立ちつくす柚香に気づいた杏樹は、泣き疲れてぼうっとした頭でアリスを盗れと柚香に告げた。
いくら泉水や朔那が大丈夫と言って傍にいてくれても、気持ち悪いと思う自分を抱きしめてくれても、アリスがなくなって欲しいと思う気持ちは減らなかった。
柚香が自分の体から石としてアリスを取り出す間、二人共黙ったままだった。
とってもとっても減る気配のない杏樹のアリスに、いつの間にか部屋が埋まるほどのアリスが散らばっていたそれを星屑のようだと称した柚香と杏樹はいつの間にか二人で眠っていた。
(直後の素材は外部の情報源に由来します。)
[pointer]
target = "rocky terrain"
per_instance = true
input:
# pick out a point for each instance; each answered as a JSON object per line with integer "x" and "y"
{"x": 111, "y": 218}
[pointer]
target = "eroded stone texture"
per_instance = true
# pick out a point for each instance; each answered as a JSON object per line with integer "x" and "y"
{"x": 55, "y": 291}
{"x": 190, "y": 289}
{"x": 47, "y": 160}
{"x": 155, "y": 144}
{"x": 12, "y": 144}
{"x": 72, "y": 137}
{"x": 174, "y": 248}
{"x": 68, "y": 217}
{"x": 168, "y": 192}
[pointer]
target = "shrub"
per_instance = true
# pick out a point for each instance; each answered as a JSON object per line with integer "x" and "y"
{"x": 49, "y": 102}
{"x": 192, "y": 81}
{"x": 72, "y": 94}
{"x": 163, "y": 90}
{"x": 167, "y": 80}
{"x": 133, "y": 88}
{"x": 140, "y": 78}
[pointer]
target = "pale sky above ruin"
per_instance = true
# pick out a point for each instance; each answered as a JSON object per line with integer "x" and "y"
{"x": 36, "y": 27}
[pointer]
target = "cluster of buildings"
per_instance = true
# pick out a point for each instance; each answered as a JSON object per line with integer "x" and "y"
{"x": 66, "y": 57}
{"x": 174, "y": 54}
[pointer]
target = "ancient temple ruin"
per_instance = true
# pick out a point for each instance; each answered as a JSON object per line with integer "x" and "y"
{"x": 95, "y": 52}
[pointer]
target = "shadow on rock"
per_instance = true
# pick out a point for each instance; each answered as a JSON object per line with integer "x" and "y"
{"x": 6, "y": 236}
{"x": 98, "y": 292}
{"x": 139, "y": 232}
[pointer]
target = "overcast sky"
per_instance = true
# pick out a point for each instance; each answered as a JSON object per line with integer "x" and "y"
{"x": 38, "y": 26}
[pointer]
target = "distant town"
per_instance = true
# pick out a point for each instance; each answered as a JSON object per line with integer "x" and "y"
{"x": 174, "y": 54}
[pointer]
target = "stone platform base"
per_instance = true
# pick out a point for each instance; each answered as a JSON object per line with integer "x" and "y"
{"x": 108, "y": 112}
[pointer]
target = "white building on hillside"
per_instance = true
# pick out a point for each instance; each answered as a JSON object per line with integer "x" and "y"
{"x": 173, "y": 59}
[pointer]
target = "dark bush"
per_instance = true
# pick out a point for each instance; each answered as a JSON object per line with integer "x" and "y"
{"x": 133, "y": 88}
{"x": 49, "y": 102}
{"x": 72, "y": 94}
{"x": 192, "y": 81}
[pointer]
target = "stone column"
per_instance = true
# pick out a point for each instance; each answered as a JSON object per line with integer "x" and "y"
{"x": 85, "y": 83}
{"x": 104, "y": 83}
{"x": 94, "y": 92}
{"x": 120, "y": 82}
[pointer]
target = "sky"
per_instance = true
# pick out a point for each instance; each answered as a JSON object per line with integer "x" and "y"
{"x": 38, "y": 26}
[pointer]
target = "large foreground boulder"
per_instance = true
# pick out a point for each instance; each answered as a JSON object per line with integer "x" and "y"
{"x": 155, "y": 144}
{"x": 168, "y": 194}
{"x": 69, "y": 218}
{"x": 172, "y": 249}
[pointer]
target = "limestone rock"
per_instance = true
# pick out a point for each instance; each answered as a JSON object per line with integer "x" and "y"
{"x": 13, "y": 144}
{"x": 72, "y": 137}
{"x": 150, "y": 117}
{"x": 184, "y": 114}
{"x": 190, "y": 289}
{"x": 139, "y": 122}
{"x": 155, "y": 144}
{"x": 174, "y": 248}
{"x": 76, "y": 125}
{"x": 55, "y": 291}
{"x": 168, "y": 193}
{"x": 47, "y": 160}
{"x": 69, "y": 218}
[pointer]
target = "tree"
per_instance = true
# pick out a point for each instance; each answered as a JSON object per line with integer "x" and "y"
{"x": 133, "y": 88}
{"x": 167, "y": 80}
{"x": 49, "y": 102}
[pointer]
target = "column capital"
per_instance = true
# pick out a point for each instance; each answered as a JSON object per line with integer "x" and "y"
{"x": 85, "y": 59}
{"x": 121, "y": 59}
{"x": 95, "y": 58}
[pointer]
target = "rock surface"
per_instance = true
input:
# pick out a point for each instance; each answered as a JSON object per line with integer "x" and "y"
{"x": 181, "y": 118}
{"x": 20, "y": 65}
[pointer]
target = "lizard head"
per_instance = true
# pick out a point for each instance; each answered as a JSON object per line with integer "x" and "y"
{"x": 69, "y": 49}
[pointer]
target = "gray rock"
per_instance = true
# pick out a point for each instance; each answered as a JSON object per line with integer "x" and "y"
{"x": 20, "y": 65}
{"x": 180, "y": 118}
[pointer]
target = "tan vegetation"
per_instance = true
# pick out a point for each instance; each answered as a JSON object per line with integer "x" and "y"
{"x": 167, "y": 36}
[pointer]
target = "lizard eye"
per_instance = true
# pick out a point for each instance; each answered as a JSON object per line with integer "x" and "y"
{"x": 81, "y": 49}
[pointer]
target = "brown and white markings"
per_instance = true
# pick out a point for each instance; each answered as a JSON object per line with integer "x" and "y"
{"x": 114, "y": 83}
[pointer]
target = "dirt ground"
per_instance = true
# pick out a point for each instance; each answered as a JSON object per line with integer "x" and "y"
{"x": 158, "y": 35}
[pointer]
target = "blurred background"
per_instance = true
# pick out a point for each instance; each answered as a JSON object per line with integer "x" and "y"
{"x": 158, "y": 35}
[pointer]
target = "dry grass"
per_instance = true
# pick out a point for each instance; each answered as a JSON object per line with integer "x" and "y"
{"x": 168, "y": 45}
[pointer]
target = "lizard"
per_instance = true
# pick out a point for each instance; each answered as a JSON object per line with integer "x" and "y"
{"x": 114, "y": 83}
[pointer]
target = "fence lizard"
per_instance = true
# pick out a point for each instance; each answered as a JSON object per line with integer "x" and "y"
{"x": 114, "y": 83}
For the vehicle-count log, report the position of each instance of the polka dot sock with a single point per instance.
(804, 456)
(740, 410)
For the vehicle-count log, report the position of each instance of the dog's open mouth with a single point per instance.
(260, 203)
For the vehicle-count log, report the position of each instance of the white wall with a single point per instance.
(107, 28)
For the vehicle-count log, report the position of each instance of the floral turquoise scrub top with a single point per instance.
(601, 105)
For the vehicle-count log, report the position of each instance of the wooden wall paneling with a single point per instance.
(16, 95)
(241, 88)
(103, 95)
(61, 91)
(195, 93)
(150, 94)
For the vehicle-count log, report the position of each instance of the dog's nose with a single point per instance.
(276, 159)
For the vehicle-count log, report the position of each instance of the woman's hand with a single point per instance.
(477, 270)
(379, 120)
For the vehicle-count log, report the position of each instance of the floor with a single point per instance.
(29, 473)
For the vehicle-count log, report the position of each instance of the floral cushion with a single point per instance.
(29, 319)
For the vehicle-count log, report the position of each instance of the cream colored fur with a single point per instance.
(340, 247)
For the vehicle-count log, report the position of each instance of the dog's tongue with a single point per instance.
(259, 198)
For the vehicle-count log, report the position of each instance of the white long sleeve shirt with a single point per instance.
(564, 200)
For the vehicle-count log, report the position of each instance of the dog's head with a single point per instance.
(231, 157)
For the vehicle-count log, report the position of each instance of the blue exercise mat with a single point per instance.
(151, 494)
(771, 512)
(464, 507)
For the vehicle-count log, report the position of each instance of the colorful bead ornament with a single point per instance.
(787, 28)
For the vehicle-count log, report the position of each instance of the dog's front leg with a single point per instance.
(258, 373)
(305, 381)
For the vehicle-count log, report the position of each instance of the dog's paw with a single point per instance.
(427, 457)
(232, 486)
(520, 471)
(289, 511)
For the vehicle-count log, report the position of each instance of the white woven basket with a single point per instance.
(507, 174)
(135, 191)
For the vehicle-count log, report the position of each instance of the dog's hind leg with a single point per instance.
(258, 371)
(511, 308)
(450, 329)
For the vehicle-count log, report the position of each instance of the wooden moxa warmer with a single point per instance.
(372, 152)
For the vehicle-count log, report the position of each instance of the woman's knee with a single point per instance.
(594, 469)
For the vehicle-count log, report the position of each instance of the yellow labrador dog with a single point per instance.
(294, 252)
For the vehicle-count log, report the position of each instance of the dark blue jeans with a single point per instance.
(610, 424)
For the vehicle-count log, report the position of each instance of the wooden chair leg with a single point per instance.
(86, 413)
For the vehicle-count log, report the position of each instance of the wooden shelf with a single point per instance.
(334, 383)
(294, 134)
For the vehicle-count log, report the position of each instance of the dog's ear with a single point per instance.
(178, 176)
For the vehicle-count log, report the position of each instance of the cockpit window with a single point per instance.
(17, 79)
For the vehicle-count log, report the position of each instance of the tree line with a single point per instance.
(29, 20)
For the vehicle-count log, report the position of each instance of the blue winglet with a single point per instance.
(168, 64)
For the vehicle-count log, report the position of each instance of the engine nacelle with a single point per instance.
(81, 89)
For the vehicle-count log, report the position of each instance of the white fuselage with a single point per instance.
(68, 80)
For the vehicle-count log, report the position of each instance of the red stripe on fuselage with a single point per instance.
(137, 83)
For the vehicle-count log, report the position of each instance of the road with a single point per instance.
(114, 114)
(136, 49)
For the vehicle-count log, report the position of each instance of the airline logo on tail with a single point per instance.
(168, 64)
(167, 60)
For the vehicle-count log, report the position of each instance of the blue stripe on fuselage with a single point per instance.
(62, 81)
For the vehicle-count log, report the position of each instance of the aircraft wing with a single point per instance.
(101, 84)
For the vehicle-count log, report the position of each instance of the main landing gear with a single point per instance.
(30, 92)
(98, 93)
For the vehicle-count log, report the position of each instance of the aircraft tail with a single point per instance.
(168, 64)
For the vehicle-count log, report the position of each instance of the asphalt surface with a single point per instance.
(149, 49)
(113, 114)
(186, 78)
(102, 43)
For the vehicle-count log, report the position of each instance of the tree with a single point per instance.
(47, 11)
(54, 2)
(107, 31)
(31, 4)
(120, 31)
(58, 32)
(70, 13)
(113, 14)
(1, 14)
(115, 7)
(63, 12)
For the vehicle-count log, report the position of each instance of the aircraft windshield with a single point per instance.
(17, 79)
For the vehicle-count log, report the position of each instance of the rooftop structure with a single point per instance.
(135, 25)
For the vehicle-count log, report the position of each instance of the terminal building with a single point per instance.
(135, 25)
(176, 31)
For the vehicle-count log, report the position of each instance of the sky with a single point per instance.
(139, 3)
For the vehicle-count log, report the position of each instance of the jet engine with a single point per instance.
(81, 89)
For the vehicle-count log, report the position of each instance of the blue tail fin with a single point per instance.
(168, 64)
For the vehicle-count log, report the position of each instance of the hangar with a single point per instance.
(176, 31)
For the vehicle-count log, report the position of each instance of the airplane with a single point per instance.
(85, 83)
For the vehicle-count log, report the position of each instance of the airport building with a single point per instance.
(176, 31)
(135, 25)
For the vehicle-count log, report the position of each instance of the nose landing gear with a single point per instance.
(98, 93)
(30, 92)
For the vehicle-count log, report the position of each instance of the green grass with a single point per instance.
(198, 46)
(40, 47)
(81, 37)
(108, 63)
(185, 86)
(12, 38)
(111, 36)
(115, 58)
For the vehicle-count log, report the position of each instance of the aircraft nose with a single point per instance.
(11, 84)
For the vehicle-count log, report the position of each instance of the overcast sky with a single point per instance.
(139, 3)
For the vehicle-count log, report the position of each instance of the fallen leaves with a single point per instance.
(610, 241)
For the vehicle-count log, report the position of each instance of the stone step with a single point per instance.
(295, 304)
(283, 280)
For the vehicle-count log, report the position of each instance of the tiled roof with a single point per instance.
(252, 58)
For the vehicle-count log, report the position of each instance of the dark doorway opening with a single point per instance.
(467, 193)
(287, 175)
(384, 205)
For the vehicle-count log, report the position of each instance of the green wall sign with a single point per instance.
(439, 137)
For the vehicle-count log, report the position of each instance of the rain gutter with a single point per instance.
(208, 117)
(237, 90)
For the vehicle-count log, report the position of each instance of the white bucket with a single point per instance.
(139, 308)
柚香が目覚めると、散らばっていたアリス石はなく、見回す柚香の顔に杏樹が投げつけたカバンがヒットする。
アリスを嫌っていた杏樹が、自らのアリスをキレイだと称し、柚香の手にひとつのアリス石を残して吹っ切れたような顔をしていた。

「そういえば、昨日朔那がいたはずなんだけど…」

「いつものことだよ。ふらっと来て、俺が起きる前に帰るんだ」

勝手でしょ、とすこし寂しそうな色を残して杏樹は笑った。
朔那には態度が違うことを指摘すると、杏樹は少し照れたように口を尖らせた。

「朔那は、特別だから」

深く尋ねてもそれ以上の答えをもらうことはなく、柚香は昨日の夜のことをぼんやりと思い出していた。

朔那は柚香にとっても特別で、大切な友人である。1年ほど会えない期間はあったが、事情を知ったあとでも変わらずにいてくれた朔那を嫌う要素はない。
朔那のアリスを見たことは少ないが、噂によると強力であるものの使いこなしている有能な能力者である、と耳にした。しかしそれを驕ることもなく、朔那は周囲に優しく接し、アリスを悪用することもない。

しかし彼女はあの夜、確かに言ったのだ。
自分のアリスは好きかと尋ねた自分に向かって。月明かりに反射して金に光る瞳に恐怖を感じた自分を映して。